Particularly in low- to middle-class communities of black people, the potential for protests and violence are greater. Of course, not all black people are angry in this period of shutdowns. But when they are joined by the few people who are angry, the frustration and rage will be contagious. When you add the tendency to blame law enforcement for the community misbehavior (particularly when the police and sheriff’s deputies are almost all white, working in a predominantly black community) the danger signs are there.
And, there are people who are looking for reasons to destroy civil order and community relationships. Southern Poverty Law Center, which blames white supremacy for the formation of radical black groups, has published a long list of extremist black groups. We have no way of knowing whether their radical ideas extend to violence, but do we really want to test out their goals?

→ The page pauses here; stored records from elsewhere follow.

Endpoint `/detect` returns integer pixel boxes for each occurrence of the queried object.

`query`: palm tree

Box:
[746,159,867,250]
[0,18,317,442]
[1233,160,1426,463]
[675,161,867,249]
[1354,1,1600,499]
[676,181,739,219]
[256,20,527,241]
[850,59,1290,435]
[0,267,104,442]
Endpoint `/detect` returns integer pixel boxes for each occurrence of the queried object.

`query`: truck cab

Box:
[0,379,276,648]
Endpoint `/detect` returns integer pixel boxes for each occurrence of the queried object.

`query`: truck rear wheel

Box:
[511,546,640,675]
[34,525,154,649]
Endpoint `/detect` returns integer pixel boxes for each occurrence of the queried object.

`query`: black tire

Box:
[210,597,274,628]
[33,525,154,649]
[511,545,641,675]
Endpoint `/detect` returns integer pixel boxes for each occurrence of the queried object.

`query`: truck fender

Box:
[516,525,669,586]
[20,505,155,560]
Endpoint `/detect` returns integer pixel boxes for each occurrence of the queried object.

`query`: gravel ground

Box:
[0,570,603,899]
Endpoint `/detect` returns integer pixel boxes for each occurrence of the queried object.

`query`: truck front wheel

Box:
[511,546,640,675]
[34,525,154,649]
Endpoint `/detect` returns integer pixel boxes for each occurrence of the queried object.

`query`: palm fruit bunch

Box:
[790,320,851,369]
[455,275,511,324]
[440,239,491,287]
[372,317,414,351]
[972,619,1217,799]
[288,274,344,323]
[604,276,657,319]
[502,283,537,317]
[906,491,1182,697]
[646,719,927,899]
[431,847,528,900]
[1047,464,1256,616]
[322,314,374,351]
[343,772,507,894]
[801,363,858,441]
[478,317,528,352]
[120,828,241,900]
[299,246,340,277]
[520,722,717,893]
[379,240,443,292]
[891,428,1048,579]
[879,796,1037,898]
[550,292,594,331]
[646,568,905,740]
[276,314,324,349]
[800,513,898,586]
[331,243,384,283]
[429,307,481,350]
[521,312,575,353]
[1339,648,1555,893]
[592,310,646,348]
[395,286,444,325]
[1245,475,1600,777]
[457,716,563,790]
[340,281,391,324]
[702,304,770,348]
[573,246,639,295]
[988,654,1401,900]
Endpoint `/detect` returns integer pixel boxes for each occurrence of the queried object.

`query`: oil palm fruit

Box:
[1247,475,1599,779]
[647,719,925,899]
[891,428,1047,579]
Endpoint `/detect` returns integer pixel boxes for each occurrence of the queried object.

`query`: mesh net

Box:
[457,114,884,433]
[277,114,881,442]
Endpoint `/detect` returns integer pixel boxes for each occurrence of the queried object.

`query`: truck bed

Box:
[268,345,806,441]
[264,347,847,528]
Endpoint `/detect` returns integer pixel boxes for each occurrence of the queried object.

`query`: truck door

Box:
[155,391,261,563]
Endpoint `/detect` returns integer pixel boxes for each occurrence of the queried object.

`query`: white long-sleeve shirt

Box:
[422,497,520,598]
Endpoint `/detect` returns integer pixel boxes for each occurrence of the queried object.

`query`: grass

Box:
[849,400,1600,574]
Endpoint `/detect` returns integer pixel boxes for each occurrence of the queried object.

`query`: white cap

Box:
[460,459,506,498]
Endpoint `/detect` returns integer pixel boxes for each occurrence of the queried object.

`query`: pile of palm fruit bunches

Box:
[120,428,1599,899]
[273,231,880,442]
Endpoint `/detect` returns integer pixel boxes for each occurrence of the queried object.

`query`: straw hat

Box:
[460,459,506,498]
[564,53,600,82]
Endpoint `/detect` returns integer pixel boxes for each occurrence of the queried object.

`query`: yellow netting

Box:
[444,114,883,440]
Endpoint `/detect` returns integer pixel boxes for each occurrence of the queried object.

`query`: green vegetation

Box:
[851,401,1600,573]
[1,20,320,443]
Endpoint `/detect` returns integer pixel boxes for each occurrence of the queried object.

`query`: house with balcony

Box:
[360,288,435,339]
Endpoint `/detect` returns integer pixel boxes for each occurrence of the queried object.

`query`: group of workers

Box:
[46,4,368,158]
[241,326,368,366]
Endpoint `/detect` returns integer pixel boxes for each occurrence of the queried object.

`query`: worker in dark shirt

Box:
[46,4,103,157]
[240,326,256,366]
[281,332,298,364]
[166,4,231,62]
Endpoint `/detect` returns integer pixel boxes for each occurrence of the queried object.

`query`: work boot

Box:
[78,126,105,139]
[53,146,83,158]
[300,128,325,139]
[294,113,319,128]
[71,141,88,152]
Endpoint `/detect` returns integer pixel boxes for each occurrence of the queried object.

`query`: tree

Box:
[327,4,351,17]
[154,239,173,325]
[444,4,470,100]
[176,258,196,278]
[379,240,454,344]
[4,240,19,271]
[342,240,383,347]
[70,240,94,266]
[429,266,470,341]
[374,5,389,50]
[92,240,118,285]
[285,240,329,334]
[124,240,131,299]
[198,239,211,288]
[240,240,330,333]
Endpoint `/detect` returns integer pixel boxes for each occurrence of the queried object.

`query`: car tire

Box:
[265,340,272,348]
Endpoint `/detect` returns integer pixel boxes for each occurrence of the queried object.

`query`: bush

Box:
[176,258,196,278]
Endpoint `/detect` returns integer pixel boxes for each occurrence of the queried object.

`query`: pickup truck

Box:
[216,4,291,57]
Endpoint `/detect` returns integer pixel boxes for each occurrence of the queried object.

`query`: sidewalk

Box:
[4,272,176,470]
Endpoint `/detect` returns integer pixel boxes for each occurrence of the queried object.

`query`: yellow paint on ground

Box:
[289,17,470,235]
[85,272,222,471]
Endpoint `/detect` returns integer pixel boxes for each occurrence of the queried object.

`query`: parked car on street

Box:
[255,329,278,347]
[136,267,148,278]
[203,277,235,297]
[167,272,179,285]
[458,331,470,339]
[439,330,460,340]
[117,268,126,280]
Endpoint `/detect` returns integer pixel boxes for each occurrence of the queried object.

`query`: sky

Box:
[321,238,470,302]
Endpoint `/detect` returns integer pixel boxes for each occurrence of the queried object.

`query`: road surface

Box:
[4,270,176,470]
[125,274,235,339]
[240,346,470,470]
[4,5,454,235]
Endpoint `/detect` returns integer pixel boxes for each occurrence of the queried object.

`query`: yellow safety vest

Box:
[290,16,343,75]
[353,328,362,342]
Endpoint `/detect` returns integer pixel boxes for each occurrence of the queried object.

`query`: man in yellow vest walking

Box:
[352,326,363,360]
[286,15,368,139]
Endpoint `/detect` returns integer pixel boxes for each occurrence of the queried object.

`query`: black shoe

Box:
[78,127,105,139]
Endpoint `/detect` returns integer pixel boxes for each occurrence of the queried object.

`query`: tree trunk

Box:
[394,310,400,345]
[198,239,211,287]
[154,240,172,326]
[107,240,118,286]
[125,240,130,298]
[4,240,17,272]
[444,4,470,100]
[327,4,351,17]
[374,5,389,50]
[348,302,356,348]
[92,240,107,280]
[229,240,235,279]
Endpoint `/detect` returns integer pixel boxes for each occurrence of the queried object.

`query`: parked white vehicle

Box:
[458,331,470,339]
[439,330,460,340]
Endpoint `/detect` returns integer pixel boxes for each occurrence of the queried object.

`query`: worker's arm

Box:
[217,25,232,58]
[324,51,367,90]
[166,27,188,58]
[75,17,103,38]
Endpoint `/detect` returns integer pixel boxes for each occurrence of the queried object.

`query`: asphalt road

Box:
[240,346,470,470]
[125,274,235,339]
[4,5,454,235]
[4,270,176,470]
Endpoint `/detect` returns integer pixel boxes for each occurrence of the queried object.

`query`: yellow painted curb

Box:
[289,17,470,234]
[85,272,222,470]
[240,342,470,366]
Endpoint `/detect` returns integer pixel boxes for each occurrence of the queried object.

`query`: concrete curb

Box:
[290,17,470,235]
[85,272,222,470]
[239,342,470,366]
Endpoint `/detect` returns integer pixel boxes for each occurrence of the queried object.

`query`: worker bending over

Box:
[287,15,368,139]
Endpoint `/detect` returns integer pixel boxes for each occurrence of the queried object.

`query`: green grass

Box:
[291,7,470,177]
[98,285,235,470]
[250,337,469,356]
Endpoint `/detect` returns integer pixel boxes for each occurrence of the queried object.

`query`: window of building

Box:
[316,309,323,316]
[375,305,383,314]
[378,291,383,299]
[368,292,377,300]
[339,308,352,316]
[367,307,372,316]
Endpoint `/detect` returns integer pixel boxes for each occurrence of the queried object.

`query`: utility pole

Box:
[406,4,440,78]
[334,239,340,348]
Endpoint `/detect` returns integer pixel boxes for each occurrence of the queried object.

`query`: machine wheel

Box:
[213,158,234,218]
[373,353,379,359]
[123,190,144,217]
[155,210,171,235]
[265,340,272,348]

Law enforcement also has a role to play in shutting down this type of lawlessness. Leaders of law enforcement, when the facts support their position, must protest the accusations of racism. Even if the black community disputes their claims in spite of the evidence, such as videos and appropriate orders given to the officers, they must speak out loud and clear.
There was also this observation:
Although large gatherings are discouraged during the COVID-19 outbreak, they are not against the law. Both Police Chief Umberger and Sheriff Chitwood were clear that the police would not enforce social distancing.
‘It’s a personal responsibility. It’s not law enforcement’s job to enforce quote-unquote, social distancing.’ Chitwood said.
He noted large groups have been gathering against Department of Health recommendations in other areas of the county. [My italics]
It would be interesting to know the nature and size of these other gatherings in the county. These inconsistencies in policy application aren’t helpful to any members of the community.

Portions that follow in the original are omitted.